# huron



## mrhookup (Jun 18, 2007)

any action around flatrock after the rain this week?


----------



## Steelmon (Mar 30, 2009)

That wasn't nearly enough rain to have any affect. Yesterday the river was still really low and the fishing really slow :sad:.

There are a million tiny shad near the coffer right now. The Seagulls were having a field day on them. Some guy was there with his kids and letting them catch the things in a net [illegal]. They were just dumping them on the bank and leaving them. I hate that :rant:. It looks like crap and causes the place to stink. Hopefully some wildlife will clean most of them up, if there is no one around. 

Please throw your shad back into the water.


----------



## Downriver Steel (Sep 15, 2005)

Yeah, I have to be honest that the river is still VERY low (as low as I have seen it this time of year) and fish were virtually non-existent. Ran spawn and waxies without any luck. Its really going to take some water to jump start things. Otherwise, it may be a great spring with few fish making it into the river in the fall. On a side note, there were very few other fishers out yesterday so it is a good time to enjoy some peace and tranquility on the river.

One thing I would mention - I would NOT take a boat out there right now. That would be a recipe for disaster. Runs that I fish my float usually 3-4 feet deep, I was hitting bottom at 2 feet. Sad situation right now!!!!


----------



## Fishndude (Feb 22, 2003)

I crossed the Huron this morning and it is lower than I have even seen it. I have said that on different posts, here, about 4 times this fall - and every time it has been the truth. I cross it right below the dam @ Belleville (Huron River Drive), and it was so low it made me feel a bit sick, today. After the rain earlier in the week, it was up to normal levels for a couple days. I guess we need torrential rains.


----------



## Steelmon (Mar 30, 2009)

No rain in the long term forecast, but colder water is coming. That sure won't hurt.


----------



## Toga (Nov 11, 2009)

Bring on the cold water. Rain will help but cold water is a must. Once we get the water temps down some will come. If we get rain on top of it we may see some decent action. Hope this fall is better than last.


----------



## Fishndude (Feb 22, 2003)

I would take a high water event over colder water, right now. The river was up quite a bit today, from yesterday - but yesterday looked like they shut down the dam, and were just using buckets to pass a little water.


----------



## Steelmon (Mar 30, 2009)

Well, were not getting rain anytime soon, so we will have to settle for colder water . 

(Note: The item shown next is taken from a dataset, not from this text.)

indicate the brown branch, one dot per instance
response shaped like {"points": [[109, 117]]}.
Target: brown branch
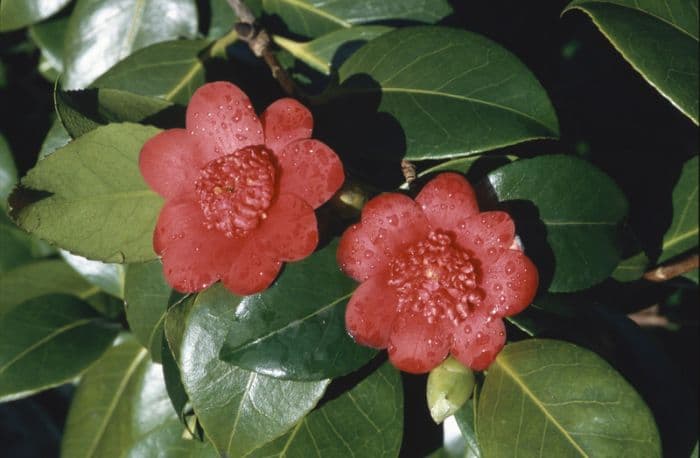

That's odd about the water being up yesterday, by Belleville, because it was offically the lowest I've seen so far down where I fish. The rocks were all sticking out of the water, in the middle, below the Flatrock Coffer. In one of my downstream spots I could see every rock that makes up pile where I've gotten snagged a few times. If I had my hip boots, I could have got some of my gear back. Going to have to throw them in the truck. If I can't catch fish, I can at least build up my tackle collection. 

I took a ride out to Pt. Moullie the little canals you cross along Campau Road were dried up. I've seen them low before, but never dry.


----------



## Fishndude (Feb 22, 2003)

We must have seen it at different times of the day. It was very low again, today.


----------